Even statistical portraits of teenagers tend to focus on negative behavior - how many drink, smoke, use marijuana, and engage in sex. Only infrequently do positive statistics make news, drawing attention to the number of suburban teens who participate in community service, for instance, or the number of urban students who graduate.

News is news. Guns, gangs, condoms, and AIDS deserve serious coverage. But simply focusing on the sensational and the deviant - the "social ill of the week," complete with support groups and hotlines - without giving space to normal achievements distorts the image of American youths. So pervasive are the negative portrayals of children (and parents) in the press, in fact, that "dysfunctional" threatens to become a permanent modifier for "family."

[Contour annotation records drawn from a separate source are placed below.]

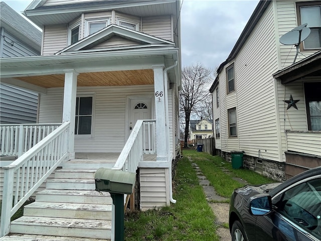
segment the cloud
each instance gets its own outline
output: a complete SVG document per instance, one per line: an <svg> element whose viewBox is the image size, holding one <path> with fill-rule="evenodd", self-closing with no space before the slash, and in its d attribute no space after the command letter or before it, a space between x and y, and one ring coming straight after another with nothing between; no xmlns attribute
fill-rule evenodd
<svg viewBox="0 0 321 241"><path fill-rule="evenodd" d="M226 59L258 1L183 2L182 64L213 68Z"/></svg>

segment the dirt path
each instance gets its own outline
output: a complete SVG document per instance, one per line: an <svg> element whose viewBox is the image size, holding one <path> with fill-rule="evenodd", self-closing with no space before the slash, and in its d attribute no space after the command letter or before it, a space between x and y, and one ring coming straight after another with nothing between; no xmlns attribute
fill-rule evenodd
<svg viewBox="0 0 321 241"><path fill-rule="evenodd" d="M209 205L212 208L216 219L215 223L218 226L217 234L220 237L221 241L231 241L230 230L227 228L229 222L229 203L226 202L227 198L216 194L214 188L210 185L210 182L203 175L202 171L192 159L189 158L191 164L196 171L196 174L206 196Z"/></svg>

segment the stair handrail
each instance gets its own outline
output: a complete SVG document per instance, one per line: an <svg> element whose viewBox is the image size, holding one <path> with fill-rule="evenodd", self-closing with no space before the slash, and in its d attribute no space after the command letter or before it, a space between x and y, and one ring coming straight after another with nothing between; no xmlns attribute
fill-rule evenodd
<svg viewBox="0 0 321 241"><path fill-rule="evenodd" d="M143 155L144 153L143 147L144 146L145 140L146 136L145 130L144 128L144 123L149 125L149 123L154 123L156 120L154 119L142 120L138 119L137 120L135 126L130 133L124 148L122 149L120 155L118 157L117 161L114 165L113 169L122 170L130 172L136 172L136 170L138 166L139 160L142 161ZM150 135L151 132L154 132L154 128L151 130L148 126L148 134L147 134L148 138L150 137L153 137L154 135ZM149 142L153 142L154 143L154 140L149 140ZM155 153L155 144L149 144L150 147L153 147L153 152ZM150 148L150 147L148 147Z"/></svg>
<svg viewBox="0 0 321 241"><path fill-rule="evenodd" d="M0 237L9 233L11 217L67 157L69 128L70 122L65 122L10 165L0 167L4 170Z"/></svg>

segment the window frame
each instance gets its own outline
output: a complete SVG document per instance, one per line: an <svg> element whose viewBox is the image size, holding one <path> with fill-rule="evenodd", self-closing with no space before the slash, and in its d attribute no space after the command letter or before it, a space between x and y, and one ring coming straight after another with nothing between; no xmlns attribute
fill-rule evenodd
<svg viewBox="0 0 321 241"><path fill-rule="evenodd" d="M106 26L104 28L106 28L107 26L110 24L110 18L99 18L97 19L86 19L85 22L85 37L88 37L89 36L89 31L90 31L90 24L91 23L102 23L102 22L106 22ZM97 32L98 32L101 30L98 30ZM91 34L91 35L94 34L97 32Z"/></svg>
<svg viewBox="0 0 321 241"><path fill-rule="evenodd" d="M77 23L71 25L70 26L68 27L68 46L69 45L71 45L72 44L74 44L75 43L76 43L77 42L75 42L75 43L71 43L71 41L72 41L72 31L73 30L74 30L75 29L76 29L76 28L79 28L79 32L78 32L78 41L79 41L79 40L80 40L80 30L81 30L81 28L80 28L80 22L77 22Z"/></svg>
<svg viewBox="0 0 321 241"><path fill-rule="evenodd" d="M122 26L121 23L134 25L135 29L133 30L133 29L126 28L124 26ZM135 31L138 31L139 29L139 23L138 22L135 22L135 21L129 20L127 19L122 19L121 18L117 18L116 24L120 27L122 27L123 28L126 28L126 29L129 29L130 30L134 30Z"/></svg>
<svg viewBox="0 0 321 241"><path fill-rule="evenodd" d="M215 120L215 137L220 138L220 118Z"/></svg>
<svg viewBox="0 0 321 241"><path fill-rule="evenodd" d="M233 68L233 77L232 79L231 79L230 80L229 80L229 75L228 75L228 71L230 69ZM235 91L236 90L236 82L235 82L235 68L234 67L234 63L233 63L233 64L229 65L228 67L226 67L226 69L225 69L225 71L226 71L226 90L227 90L227 93L228 94L229 94L230 93L232 93L233 92ZM230 91L229 90L229 83L230 82L230 81L233 81L233 89L231 90L231 91Z"/></svg>
<svg viewBox="0 0 321 241"><path fill-rule="evenodd" d="M230 123L230 116L231 116L231 113L230 112L231 111L235 111L235 123L234 124L231 124ZM227 119L228 119L228 127L229 127L229 137L237 137L237 114L236 114L236 107L234 107L234 108L231 108L230 109L228 109L227 110ZM233 126L231 126L231 125L233 125ZM234 126L234 125L235 125L235 126ZM231 135L231 128L235 128L235 135Z"/></svg>
<svg viewBox="0 0 321 241"><path fill-rule="evenodd" d="M220 96L219 96L219 89L218 87L216 88L216 107L218 108L220 107Z"/></svg>
<svg viewBox="0 0 321 241"><path fill-rule="evenodd" d="M301 11L300 8L302 7L312 7L312 6L320 6L320 10L321 11L321 1L315 2L305 2L305 3L297 3L295 5L296 10L297 21L298 26L305 24L305 23L302 23L301 21ZM321 13L320 13L321 14ZM309 27L308 25L307 26L310 29L318 28L319 32L321 32L321 26L318 27ZM321 37L321 36L320 36ZM313 50L320 50L321 49L321 43L320 44L320 47L314 48L304 48L304 41L301 41L300 43L300 50L301 51L311 51Z"/></svg>
<svg viewBox="0 0 321 241"><path fill-rule="evenodd" d="M92 105L91 105L91 128L90 130L90 134L85 135L78 135L75 133L75 138L77 139L93 139L94 138L94 130L95 130L95 103L96 102L96 93L82 93L77 94L76 96L76 99L77 101L77 98L81 97L91 97L92 99ZM75 113L75 116L77 116L77 115ZM76 123L75 123L76 126Z"/></svg>

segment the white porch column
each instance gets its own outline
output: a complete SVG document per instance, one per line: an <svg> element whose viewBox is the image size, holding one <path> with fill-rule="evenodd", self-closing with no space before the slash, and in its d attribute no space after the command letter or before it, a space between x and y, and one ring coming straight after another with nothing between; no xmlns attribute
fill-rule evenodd
<svg viewBox="0 0 321 241"><path fill-rule="evenodd" d="M68 160L75 158L75 115L76 114L76 96L77 94L77 76L79 74L74 70L66 70L62 122L70 122Z"/></svg>
<svg viewBox="0 0 321 241"><path fill-rule="evenodd" d="M167 150L166 143L166 117L165 101L167 96L165 96L164 90L164 65L153 66L154 71L154 88L155 92L155 112L156 114L156 143L157 145L157 161L167 161Z"/></svg>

There is a subtle connection between the life that is shown and the life that is lived - to some extent, what you get is what you see. Recording even small successes and modest achievements serves as a reminder that somewhere between the extremes of the Fantasy Child on television and the Problem Child in newspapers and news magazines, a huge group of basically good children and teens exists.

When I was growing up in a medium-sized Midwestern city in the 1950s, our local paper regularly covered student activities. You didn't have to be a juvenile delinquent or a National Merit scholar to get your name or picture in the paper. Reporters covered youthful crimes and extraordinary achievements, to be sure. But editors also found room for photos and stories of ordinary children and teenagers engaging in everyday activities: a sixth-grade puppet show at a branch library, a day-long YMCA trip to a state park, a Girl Scout troop's visit to an orphanage. We tacked these clippings to bulletin boards and pasted them in scrapbooks. These fleeting accounts of modest events might not be what Andy Warhol had in mind when he stated that everyone gets 15 minutes of fame, but in our youthful innocence they came close.

The world has grown more complex since then, and so has media coverage of it. Youthful athletes still make the sports pages, and suburban papers still find room for honor roll lists.

But where are the stories of students who volunteer at a local nursing home or spend a Saturday collecting litter along the highway? Where are the faces of "normal" children and teens?

In "Life's Little Instruction Book," a collection of "reminders for a happy and rewarding life," H. Jackson Brown Jr. advises parents: "Let your children overhear you saying complimentary things about them to other adults." Other family experts offer similar advice when they say, "Catch your children doing something right."

What is positive media coverage but a widely overheard compliment - a public recognition of young people caught in the act of doing something right, even if it isn't extraordinary?